The ride to Shinjuku took thirty minutes. I always looked forward to such long trips in the train as there were many interesting sights along the way. It is so true when they say that the joys are in the journey, not the destination. There were times when I felt claustrophobic being in the midst of endless streams of people inside the railway complexes. The view outside the train, on the other hand, provided some serene relief from the hectic programmes we have been following during weekdays.
To reach Kuramae our final destination before Tokyo Tower, we took the Toei Oedo Subway. We were supposed to survey the Oedo Subway on our field trip to Machida but that was cancelled because of the heavy snowfall that time. We had to take several elevators to reach the subway station.
The air was chilly the moment we got out from the subway station. Just around the corner, Tokyo Tower rose up like a showy version of the Eiffel Tower in red and white. It was not exactly an impressive structure. What fascinated me was the stark contrast between the tower and the deep blue and cloudless sky in the background.
The tower was built atop a small hill. It took quite an effort for Calvin to push me up the slope. There was a small temple just before the top. Japan is such an interesting mishmash of a highly advanced society that still hold strong to traditions. It is not unusual to find a temple or shrine (I do not know the difference) nestled among modern high rise buildings in busy downtown Tokyo.

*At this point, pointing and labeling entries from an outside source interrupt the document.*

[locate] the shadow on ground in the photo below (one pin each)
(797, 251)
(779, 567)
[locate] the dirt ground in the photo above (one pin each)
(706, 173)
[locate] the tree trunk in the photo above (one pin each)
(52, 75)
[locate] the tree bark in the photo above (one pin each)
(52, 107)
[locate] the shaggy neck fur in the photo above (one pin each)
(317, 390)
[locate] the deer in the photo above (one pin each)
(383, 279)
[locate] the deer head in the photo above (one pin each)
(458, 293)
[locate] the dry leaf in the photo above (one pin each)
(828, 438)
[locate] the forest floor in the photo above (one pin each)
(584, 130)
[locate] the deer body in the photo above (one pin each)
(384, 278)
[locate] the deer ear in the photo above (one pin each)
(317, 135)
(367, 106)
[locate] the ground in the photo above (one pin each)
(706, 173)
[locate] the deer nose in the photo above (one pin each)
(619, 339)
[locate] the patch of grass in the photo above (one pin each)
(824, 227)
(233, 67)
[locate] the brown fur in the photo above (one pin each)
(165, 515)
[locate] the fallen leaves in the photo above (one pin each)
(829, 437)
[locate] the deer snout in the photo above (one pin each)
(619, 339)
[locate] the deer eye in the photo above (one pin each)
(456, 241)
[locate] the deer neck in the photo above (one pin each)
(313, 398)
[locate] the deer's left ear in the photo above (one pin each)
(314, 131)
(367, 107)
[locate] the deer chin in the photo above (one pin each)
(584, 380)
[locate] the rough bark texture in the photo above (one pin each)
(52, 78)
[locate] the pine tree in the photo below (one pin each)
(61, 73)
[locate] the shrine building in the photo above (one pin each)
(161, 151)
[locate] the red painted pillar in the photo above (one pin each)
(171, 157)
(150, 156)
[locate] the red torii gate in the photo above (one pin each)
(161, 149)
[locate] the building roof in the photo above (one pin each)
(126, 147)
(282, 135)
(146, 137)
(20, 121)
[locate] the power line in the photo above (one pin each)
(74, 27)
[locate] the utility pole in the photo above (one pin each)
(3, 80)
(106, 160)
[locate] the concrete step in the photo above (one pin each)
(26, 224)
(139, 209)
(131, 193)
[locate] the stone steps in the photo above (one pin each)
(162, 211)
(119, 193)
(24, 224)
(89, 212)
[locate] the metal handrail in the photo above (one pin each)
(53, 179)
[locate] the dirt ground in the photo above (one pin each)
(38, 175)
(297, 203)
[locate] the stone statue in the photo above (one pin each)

While the rest of them went up to the main observation deck, I hung around gift shops at the lower level. Entry to the main observation costs Y820. I figured that since I have not bothered to visit KL Tower, there is no reason why I should pay that amount of money to do the same thing in Japan. There was a Hello Kitty shop selling a vast range of authentic items. I got a few handphone cords for Wuan. Those are not for sale outside Japan and they were rather expensive.
At a road junction somewhere to the Asakusa Kannon Temple, we came across life-size figures of Doraemon and Ultraman, among others. I grew up watching Ultraman battling giant alien monsters on television and reading Doraemon comics. I was naturally excited to see these figures here in Tokyo.
The Kaminari-mon is the outer gate of the Asakusa Kannon Temple. It was situated at a busy intersection. A huge red lantern hung at the doorway. After that, 200 meters of stalls lined the paved walkway called Nakamise offering handicrafts and Japanese snacks. This reminded me of the bazaars at Kek Lok Si Temple in Penang and Petaling Street in Kuala Lumpur.
We got lost on the way back to Kuramae Station. The temperature was dropping. Unfortunately, Harry’s electric wheelchair ran out of power. Calvin and Kim had to take turn to push us and look for the station. It was a great relief when we finally found the station after going back and forth along the road in that condition for more than one hour. While Harry charged his wheelchair batteries at the station, we were glad to be able to get away from the cold. At the Keio Shinjuku Station, the Station Master allowed us to ride in the women only car back to Takahatafudo. Yes, the car was packed to the brim with women returning home from Shinjuku!